Some eighty years ago Jose Ortega y Gasset wrote in Revolt of the Masses (1930) : “No one knows toward what center human things are going to gravitate in the near future, and hence the life of the world has become scandalously provisional. Everything that today is done in public and in private – even in one’s inner conscience – is provisional, the only exception being certain portions of certain sciences. He will be a wise man who puts no trust in all that is proclaimed, upheld, essayed, and lauded at the present day. All that will disappear as quickly as it came. All of it, from the mania for physical sports (the mania, not the sports themselves) to political violence ; from “new art” to sun-baths at idiotic fashionable watering-places. Nothing of all that has any roots ; it is all pure invention, in the bad sense of the word, which makes it equivalent to fickle caprice. It is not a creation based on the solid substratum of life ; it is not a genuine impulse or need. In a word, from the point of view of life it is false”.

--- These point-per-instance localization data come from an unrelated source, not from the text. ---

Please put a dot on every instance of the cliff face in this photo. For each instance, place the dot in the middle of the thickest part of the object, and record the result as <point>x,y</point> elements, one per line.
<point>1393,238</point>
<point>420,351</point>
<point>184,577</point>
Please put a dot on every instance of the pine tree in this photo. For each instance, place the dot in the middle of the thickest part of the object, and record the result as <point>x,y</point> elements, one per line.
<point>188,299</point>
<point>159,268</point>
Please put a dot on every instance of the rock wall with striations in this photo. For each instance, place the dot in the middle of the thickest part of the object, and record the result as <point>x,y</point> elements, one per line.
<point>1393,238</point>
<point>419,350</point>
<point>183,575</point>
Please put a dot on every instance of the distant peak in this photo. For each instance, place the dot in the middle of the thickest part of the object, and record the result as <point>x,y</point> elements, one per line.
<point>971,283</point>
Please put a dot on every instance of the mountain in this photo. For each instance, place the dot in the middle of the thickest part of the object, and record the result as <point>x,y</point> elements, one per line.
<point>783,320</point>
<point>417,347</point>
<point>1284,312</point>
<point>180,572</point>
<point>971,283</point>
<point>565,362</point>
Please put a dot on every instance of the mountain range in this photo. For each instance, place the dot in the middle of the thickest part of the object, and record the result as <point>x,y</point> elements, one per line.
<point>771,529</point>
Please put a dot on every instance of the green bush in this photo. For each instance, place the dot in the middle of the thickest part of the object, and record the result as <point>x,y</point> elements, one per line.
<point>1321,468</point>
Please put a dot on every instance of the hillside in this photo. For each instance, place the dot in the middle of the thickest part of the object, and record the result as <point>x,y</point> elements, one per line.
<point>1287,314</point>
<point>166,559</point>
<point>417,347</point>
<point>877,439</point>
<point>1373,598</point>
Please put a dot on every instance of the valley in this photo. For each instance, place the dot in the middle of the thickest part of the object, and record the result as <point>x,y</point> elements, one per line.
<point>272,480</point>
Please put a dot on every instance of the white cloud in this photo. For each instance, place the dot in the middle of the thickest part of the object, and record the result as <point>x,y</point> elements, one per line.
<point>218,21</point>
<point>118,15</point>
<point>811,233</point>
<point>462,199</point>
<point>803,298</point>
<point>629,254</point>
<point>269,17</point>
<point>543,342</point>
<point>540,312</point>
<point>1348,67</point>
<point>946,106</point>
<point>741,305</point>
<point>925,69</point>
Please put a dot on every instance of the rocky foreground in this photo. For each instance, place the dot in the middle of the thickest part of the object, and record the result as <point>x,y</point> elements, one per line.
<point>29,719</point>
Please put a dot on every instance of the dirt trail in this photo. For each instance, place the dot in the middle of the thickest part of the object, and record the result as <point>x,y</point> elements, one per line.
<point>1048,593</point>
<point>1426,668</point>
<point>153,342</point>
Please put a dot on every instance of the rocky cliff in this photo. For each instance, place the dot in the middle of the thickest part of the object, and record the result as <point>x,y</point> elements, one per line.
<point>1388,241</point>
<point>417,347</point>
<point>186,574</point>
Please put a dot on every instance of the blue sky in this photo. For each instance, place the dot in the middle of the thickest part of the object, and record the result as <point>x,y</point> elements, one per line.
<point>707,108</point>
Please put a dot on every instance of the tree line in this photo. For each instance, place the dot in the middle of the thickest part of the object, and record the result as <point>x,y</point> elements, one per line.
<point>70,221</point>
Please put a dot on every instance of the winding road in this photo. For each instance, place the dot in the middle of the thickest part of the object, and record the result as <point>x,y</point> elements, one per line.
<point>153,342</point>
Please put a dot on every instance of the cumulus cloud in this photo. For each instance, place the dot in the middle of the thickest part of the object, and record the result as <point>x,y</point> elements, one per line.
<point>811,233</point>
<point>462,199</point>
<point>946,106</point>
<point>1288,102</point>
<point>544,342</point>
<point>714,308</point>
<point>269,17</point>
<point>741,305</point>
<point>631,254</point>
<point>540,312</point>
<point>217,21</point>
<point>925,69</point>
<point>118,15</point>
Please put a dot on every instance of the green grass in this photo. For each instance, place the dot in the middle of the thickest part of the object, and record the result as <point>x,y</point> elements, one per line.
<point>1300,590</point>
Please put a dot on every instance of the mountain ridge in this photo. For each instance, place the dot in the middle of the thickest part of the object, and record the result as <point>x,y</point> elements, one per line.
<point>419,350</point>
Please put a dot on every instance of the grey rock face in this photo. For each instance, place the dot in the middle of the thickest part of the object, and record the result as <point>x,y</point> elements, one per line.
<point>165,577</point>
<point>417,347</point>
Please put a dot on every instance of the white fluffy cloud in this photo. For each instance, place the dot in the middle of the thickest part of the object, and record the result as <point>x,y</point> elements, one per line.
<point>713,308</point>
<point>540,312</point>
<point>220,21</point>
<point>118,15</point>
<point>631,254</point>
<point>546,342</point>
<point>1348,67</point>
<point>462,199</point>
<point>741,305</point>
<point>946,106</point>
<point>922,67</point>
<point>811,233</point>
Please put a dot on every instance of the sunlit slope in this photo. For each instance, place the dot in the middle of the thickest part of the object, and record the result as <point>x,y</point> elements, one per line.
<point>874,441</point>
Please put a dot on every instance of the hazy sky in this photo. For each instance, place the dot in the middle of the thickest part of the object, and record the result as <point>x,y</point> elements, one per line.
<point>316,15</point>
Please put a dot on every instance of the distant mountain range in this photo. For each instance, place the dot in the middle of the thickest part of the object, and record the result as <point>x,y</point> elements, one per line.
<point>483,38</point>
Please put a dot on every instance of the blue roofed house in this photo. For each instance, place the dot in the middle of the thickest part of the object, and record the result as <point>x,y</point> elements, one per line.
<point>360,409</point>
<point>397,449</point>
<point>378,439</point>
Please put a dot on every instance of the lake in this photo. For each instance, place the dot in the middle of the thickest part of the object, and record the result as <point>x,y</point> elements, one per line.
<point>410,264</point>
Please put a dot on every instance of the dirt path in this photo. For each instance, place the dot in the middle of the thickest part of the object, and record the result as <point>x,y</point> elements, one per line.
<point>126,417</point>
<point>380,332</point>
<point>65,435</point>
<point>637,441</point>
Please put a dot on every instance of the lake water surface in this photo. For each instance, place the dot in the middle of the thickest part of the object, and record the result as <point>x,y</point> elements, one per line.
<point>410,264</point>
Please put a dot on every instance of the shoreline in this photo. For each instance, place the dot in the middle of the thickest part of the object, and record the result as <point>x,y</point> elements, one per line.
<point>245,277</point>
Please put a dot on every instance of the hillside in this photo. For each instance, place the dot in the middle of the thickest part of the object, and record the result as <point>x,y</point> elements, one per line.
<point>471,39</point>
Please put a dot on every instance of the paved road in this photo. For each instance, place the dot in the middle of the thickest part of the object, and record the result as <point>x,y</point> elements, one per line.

These words sound ominously true to date as we get caught up in all the streams of fashion, gadgets, ready-made ideas and ordained news. However at times something within us pushes us from the comfort zone of thinking and doing as the crowds. There is this gnawing feeling that there is more to life than what we have yet discovered. Then the search begins. This period of human history appears as the best one to the seeker as he/she enjoys more individual freedom than in any other period.
According to Harold Klemp in The Call of Soul (2009) “An individual’s state of consciousness simply means his ability to accept change in his life. It includes new thoughts and new feelings, and the new behavior and actions that will naturally come as a result”.
Happiness is not blind luck. It comes with the search for spiritual growth and freedom. Truth has to be continually rediscovered, reformed, and transformed ; the same truth has to be experienced in ever-new forms.
To make matters more simple for the contemporary seeker of happiness, Richard J. Maybury in Whatever happened to Justice (2004), has articulated two “laws”, which, if individuals and societies followed, would allow for more peace and freedom. These laws are : 1. Do all you have agreed to do. 2. Do not encroach on other persons or their property.
This could be a good start in the search for happiness and freedom.